Savunmadan gelen Ellingsen, Nelsson ve Abdülkerim dahil 4 kişinin arasından kafayı vurdu.
“Gerçek terazi; buralar! Şimdiye kadarki; elemeler kandırmaca idi. Ciddiye alınacak skorlar ya da futbol yoktu” diyecek olduk ki...
O Molde’den eser kalmadı, G.Saray sazı eline aldı.
Maçı Yunus çevirdi!
25. dakikaya kadar G.Saray adına olumlu hiçbir şey yoktu!
Sadece Yunus Akgün rakip sahaya arada bir sarkıyordu.
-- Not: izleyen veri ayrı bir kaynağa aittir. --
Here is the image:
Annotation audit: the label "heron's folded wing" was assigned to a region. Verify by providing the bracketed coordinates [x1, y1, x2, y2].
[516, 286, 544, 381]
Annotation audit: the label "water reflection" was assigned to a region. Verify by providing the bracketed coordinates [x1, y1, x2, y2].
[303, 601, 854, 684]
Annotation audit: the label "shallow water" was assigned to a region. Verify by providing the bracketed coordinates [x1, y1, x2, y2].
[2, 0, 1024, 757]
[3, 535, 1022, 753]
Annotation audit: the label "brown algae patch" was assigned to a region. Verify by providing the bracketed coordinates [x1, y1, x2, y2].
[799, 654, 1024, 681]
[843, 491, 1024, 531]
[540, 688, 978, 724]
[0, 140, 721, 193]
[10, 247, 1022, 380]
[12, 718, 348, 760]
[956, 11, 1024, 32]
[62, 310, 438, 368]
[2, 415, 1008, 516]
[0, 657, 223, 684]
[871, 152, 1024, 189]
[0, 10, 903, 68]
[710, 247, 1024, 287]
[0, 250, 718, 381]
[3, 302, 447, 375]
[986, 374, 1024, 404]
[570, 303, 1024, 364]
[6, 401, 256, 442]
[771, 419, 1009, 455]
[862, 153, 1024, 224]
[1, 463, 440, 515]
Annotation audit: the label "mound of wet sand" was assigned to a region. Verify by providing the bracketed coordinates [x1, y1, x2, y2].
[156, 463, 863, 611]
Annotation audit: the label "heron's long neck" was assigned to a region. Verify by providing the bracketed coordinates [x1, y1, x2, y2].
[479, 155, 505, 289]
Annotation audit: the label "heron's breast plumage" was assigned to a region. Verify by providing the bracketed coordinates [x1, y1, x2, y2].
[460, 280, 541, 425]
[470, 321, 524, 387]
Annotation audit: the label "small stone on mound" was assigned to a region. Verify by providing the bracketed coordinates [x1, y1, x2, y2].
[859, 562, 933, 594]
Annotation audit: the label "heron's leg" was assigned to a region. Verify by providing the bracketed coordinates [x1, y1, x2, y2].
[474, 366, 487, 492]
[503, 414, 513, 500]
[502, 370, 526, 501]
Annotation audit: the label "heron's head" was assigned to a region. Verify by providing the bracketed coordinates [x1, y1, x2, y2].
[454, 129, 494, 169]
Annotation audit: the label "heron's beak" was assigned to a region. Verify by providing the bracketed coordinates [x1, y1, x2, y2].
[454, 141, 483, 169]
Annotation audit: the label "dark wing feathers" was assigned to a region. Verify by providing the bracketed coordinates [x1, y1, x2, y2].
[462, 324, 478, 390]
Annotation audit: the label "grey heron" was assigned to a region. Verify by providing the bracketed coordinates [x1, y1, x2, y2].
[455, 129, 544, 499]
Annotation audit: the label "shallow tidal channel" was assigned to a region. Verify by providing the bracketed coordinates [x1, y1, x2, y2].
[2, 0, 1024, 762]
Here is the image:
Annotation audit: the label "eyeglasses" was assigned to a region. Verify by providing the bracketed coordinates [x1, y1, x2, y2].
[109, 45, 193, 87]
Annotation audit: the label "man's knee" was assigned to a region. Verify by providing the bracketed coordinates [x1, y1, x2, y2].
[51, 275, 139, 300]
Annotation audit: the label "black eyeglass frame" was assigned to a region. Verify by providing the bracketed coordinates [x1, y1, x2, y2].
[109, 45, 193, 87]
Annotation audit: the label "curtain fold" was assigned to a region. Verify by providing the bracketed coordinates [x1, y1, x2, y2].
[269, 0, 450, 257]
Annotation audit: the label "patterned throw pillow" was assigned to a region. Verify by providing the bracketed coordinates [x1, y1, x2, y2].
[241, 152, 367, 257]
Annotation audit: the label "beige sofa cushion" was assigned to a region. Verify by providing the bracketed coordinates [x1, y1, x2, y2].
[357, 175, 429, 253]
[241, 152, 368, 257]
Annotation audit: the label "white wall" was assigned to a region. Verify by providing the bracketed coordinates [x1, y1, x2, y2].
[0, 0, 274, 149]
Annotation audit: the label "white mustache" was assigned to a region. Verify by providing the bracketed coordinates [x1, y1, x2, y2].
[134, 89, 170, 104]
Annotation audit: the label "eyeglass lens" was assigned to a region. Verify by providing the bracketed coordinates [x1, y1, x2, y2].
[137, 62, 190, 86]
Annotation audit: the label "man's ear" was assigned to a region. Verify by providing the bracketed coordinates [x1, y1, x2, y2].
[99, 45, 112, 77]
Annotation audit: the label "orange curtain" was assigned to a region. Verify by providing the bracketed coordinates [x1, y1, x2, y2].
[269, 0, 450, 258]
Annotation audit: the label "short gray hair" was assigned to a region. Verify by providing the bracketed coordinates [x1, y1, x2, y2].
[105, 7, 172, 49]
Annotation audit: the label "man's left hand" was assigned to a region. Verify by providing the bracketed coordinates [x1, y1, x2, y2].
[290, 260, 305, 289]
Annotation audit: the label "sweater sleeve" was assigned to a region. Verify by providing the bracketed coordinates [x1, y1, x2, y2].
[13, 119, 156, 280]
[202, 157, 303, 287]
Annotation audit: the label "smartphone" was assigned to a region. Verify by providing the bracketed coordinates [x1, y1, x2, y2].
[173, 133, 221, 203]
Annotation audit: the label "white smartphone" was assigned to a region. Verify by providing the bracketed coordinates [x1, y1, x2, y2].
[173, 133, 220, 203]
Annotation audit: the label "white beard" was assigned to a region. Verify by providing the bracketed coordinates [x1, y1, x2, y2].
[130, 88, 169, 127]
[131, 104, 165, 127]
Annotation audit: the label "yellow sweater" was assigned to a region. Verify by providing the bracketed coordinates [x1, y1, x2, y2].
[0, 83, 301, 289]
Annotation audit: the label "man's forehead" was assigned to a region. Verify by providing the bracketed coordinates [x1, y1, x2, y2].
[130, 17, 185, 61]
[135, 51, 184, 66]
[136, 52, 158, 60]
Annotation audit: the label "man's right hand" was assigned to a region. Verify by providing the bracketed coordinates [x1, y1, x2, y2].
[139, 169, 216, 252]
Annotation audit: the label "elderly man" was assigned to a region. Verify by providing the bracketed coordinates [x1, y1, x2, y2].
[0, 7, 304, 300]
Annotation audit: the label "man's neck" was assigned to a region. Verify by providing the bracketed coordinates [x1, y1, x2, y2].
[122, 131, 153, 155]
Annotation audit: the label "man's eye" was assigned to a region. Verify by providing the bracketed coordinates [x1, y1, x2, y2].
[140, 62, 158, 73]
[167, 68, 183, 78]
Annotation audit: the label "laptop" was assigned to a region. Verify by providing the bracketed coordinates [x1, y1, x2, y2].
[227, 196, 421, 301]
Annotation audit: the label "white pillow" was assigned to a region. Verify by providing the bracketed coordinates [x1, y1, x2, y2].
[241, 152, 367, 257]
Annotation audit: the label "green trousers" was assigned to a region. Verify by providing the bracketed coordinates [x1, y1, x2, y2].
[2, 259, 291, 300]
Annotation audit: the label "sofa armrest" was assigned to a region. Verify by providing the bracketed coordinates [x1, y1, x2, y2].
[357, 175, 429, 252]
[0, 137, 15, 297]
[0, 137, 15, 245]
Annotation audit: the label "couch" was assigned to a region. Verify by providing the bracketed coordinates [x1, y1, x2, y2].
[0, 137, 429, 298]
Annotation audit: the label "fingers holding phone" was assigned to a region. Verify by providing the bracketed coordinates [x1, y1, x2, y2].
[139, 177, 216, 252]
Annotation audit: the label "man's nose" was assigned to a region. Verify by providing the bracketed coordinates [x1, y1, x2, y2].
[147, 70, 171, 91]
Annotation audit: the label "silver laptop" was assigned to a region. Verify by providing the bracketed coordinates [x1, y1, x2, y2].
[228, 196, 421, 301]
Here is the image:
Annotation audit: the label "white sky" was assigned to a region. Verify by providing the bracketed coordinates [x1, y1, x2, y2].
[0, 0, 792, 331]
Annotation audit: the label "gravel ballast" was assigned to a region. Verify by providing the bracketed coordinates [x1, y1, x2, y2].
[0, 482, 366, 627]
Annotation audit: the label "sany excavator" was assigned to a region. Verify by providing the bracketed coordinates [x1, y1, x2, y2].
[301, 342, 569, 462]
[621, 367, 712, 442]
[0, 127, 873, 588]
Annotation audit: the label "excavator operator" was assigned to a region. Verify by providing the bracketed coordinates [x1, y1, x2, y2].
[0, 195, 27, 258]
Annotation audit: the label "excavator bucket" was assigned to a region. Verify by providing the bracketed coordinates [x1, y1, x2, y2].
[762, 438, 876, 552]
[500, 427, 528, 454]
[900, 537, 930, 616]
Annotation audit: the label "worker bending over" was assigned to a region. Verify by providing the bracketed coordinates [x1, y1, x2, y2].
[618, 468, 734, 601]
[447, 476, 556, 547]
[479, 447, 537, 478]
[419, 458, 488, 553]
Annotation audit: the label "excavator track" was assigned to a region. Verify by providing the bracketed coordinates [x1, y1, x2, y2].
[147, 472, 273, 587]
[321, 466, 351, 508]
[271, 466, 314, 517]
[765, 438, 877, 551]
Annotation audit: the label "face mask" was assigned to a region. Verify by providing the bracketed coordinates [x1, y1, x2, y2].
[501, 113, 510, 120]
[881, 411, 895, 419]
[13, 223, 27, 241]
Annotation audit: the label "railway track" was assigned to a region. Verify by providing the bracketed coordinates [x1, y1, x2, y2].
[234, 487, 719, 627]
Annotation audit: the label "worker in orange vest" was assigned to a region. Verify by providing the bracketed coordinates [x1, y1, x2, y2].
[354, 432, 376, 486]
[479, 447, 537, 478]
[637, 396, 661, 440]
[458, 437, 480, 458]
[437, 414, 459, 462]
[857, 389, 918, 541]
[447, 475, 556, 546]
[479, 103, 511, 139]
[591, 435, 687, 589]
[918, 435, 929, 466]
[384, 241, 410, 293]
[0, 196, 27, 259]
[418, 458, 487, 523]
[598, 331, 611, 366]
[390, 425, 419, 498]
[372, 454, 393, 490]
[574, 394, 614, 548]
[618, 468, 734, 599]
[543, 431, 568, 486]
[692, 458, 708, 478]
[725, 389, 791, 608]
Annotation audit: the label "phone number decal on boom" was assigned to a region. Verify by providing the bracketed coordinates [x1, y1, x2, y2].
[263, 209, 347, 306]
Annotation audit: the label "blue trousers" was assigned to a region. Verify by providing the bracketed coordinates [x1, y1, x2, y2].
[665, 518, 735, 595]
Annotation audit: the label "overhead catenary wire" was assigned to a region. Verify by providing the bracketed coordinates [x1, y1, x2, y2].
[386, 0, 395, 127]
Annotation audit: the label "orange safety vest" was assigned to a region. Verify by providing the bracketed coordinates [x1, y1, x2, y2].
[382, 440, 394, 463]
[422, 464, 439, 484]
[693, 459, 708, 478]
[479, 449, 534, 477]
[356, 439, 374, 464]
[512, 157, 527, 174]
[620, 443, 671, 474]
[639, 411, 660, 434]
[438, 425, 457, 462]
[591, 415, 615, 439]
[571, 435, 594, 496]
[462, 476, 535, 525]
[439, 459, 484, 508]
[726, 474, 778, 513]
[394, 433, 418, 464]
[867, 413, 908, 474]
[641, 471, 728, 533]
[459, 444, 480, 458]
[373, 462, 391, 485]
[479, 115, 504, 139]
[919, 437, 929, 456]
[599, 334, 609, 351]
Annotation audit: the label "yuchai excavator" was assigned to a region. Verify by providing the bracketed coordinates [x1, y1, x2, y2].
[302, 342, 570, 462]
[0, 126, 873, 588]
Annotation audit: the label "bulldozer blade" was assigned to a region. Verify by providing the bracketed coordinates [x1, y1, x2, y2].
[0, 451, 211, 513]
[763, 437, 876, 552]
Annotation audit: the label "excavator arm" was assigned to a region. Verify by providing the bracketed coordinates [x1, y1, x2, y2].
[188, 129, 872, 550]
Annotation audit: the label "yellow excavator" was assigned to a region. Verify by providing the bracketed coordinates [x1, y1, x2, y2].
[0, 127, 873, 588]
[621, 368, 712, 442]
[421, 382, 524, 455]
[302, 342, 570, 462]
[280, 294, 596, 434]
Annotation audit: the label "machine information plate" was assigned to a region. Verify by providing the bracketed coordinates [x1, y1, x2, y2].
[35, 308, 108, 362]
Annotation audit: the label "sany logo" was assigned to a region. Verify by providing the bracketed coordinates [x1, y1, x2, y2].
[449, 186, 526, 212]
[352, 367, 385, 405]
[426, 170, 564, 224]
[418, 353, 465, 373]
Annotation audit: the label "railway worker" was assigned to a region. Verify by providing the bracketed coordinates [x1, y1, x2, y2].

Ki bu şekilde bir faul kazandık; Oliveira’nın savunmaya çarpıp ağlara giden şutu psikolojik üstünlüğü rakipten aldı! Bize verdi...
Hele arkasından İcardi öyle bir gol attı ki; Trabzon’a attığı 2. golden çok daha estetik, çok daha zor olanı, çok daha ince bir işçilik seyrettik.
Evet o ilk 25 dakikadaki Molde’den eser kalmamıştı.
Tamam G.Saray’ın hücumda problemi yok; değiştir, değiştir oynat!
Ama savunmasında ciddi zaaflar var.
Dün çok pozisyon verdiler, Muslera’nın çıkarttıkları var.
İcardi normal bir golcü değil, egosu yok atıyor, attırıyor.
VAR’dan bir doğru bir yanlış!
1) Yunus’un ilk yarının sonlarında rakip sahaya akması ve ağlara giden şutu gol olarak değer kazanmadı. VAR, İngiliz hakemi monitöre çağırdı. Mertens’in rakibinin ayaklarını çiğnediği çok açıktı.
2) VAR, “elle oynama var” gerekçesiyle hakemi bir kere daha monitöre çağırdı. Hakem Taylor, elden önce G.Saraylı oyuncunun ayağının o kadar yükselmesine faul dedi. Ve penaltı noktasına gitmedi.